The most effective coping strategies are therefore cultivating lovingkindness (metta), or being nonjudgmental, compassionate, kind to oneself and others; right understanding, or trying to see the world as it truly is; and reflecting on impermanence, or the notion that all things (including our problems) pass.

The other seven coping strategies, to be studied later, were:

  1. Sangha support: turning to other Buddhists for advice, connection, and compassion.
  2. Dharma: turning to study of Buddhist teachings for support.
  3. No-self: recognizing that there is no separate self because everything is interconnected and impermanent.
  4. Inter-being: understanding that everything is interconnected and nothing is independent
  5. Right understanding: trying to see the world as it really is.
  6. “Bad Buddhist”: understanding that your problems arise because you are not practicing correctly.
  7. “It ain’t easy being Buddhist”: recognizing that Buddhism is not an easy path and that the benefits of practice lie in the future while we must experience difficulties in the short-term.

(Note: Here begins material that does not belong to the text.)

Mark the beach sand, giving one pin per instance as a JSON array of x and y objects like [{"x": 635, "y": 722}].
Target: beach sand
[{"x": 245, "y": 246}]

The “Bad Buddhist” approach to coping was one of the few coping strategies, along with karmic fatalism, that had a negative effect. This was not a strategy that the research team had expected to find. It instead emerged from the reported experiences of the Buddhist practitioners participating in the study. Similarly, the existence of the “It ain’t easy being Buddhist” strategy was not predicted in advance by the researchers, but was reported by practitioners.

13% of the participants in the survey were immigrants from other, mostly Asian, countries, while the rest were western Buddhists.

Dr. Phillips’ team intends to continue its analysis, and to publish the results of the other seven major forms of Buddhist coping later this summer.